I have to disagree, Ben. You can “logically” see when a person is in need, for example, the suffering in Haiti. You can also “feel” compassion due to seeing their particular need. And you can “reason” that sending them donations will help ease their burden.
Yolk, as in egg yolk. A yoke is the thing you use to carry two buckets of water or join a team of horses or oxen.
The headline doesn’t tell the full story. There is evidence, some from this study, that religionists tend to limit their compassion to people in their in-group. This is actually true of most groups. However, there is still evidence in favour of the general proposition, and some speculation (though no hard evidence, AFAIK) that the typical Christian belief that simply being religious is evidence of compassion diminishes their expression of compassion.
Here’s a better link to the study: http://newscenter.berkeley.edu/2012/04/30/religionandgenerosity/
This is the article I read yesterday:
The study suggests that we are more motivated to act upon our compassion, and compassion is the root of generosity for the non-religious. It also says that the religious are more likely to be generous based on their doctrines, communal identity or reputation. So, although religious people may be more generous than atheists, they hold more selfish motives … (imo) we have the moral high ground.
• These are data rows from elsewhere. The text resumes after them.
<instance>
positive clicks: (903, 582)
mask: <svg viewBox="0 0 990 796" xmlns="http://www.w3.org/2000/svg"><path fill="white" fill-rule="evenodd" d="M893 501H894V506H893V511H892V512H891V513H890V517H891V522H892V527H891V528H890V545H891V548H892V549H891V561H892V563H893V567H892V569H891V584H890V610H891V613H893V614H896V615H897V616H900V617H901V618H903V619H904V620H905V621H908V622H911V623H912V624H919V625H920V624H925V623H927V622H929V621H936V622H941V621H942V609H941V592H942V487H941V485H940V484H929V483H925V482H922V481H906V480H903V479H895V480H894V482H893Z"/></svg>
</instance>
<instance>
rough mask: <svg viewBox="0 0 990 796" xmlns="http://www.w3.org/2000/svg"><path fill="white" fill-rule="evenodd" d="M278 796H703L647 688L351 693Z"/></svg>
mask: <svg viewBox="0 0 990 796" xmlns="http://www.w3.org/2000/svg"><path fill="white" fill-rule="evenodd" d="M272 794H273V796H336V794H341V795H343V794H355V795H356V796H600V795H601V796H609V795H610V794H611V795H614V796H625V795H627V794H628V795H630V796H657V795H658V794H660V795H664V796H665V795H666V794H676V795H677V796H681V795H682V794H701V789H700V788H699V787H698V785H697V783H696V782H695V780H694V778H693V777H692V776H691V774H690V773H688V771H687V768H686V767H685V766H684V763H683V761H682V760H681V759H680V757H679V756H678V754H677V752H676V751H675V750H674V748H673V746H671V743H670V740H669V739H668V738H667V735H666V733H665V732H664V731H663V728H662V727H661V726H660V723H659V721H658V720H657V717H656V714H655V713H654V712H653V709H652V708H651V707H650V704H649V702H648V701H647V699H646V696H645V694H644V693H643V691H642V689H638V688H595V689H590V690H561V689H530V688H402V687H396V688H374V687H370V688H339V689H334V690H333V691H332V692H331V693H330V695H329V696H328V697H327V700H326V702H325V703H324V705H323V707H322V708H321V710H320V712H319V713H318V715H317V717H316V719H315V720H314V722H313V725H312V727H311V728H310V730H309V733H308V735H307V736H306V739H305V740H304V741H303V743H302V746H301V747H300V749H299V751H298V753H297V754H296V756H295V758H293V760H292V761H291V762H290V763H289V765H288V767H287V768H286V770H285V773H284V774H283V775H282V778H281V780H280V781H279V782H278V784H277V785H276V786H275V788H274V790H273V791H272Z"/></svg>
The actual study shows that atheists have to be “compassionate”, i.e., emotionally linked to the receiver for them to give whereas the religious person has lots of reasons to give.
It did NOT, contrary to headlines across the lamestream media and liberal blogs, show that atheists were more “compassionate”, “kinder”, “less stingy”,… That atheists are less generous is not-debatable. Atheists will vote for liberal government social programs, but that’s being generous with OThER people’s money.